La sinceridad irresponsable consiste en expresar opiniones personales sobre algo o alguien, donde no sólo dejamos de lado la empatía sino que descalificamos a una persona como consecuencia de una acción específica o de una apreciación sesgada y subjetiva. “Decir siempre lo que se piensa” no es necesariamente una virtud.
Si bien la autenticidad es un valor fundamental en un diálogo, la expresión descarnada de nuestros pensamientos sin tomar en cuenta la sensibilidad y el estado emocional del interlocutor puede resultar ofensivo.
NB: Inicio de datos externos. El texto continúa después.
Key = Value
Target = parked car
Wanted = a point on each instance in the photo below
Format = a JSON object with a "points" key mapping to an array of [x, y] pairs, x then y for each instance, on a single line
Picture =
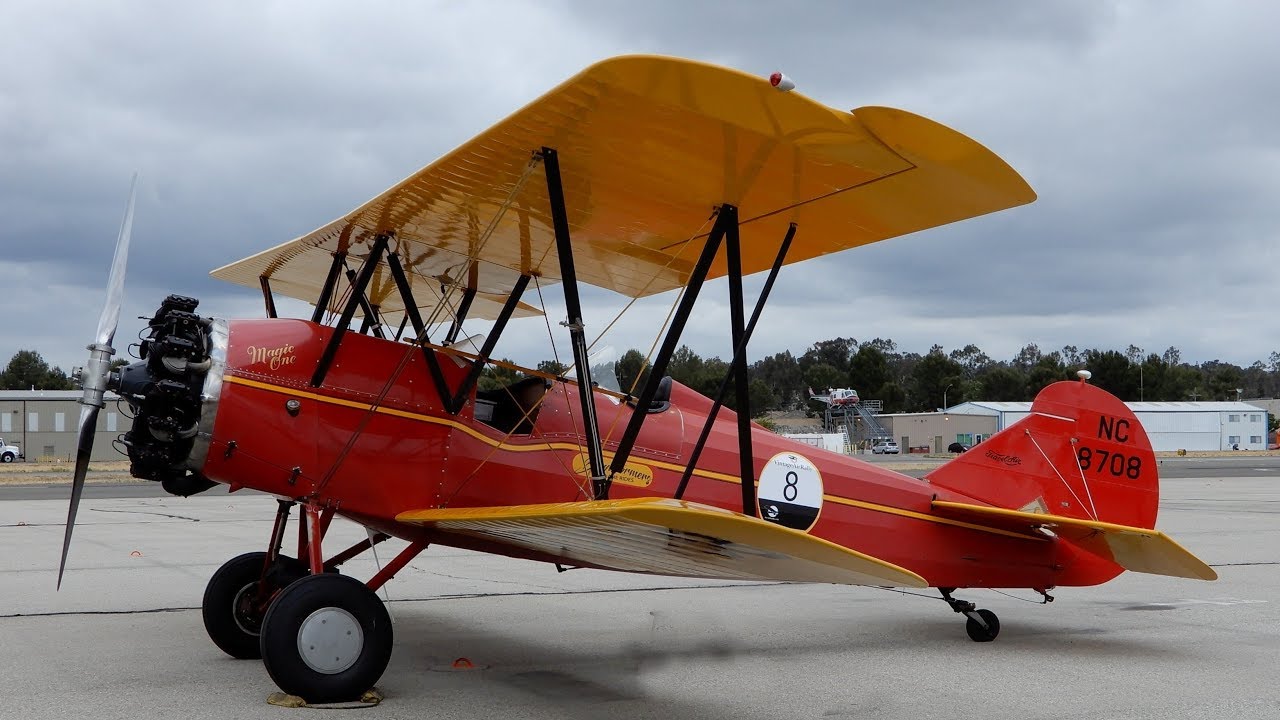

Uno de los primeros mitos a desafiar es la supuesta virtud que entraña la sinceridad, entendida como “decir siempre lo que se piensa” sin importar las circunstancias ni las condiciones particulares del momento y del interlocutor.
Es importante señalar que esto no está en contradicción con la necesidad de que los foros estén abiertos a discutir cualquier tema. Una cosa es el abordaje de un asunto de interés general a partir de fundamentos y argumentos, aún cuando éstos sean duros o políticamente incorrectos y otra muy distinta es la manera como desarrollamos propiamente las interacciones con los demás. Las personas efectivamente tienen sensibilidades diferentes a las propias y la buena convivencia, el respeto y la empatía no están peleadas con la expresión directa y sincera de las ideas, sentimientos y emociones.
La primera puntualización consiste en diferenciar lo que sabemos, pensamos y sentimos acerca de las cosas, las situaciones y las personas, de “la Verdad” acerca de ellas. Alguien me puede “parecer” antipático, presumido, incompetente, insensible o cualquier otra cosa, pero, por más que lo sienta genuinamente así y tenga todo el derecho del mundo a pensar o sentir cualquier cosa, eso no significa ni que se trate de una “verdad absoluta” ni que sea pertinente y adecuado expresarlo sin filtros sociales y relacionales. La sinceridad irresponsable se confunde con la crueldad deliberada al expresar opiniones personales sobre alguien, donde no sólo dejamos de lado la empatía sino que descalificamos por entero a una persona como consecuencia de una acción específica o de una apreciación sesgada y subjetiva.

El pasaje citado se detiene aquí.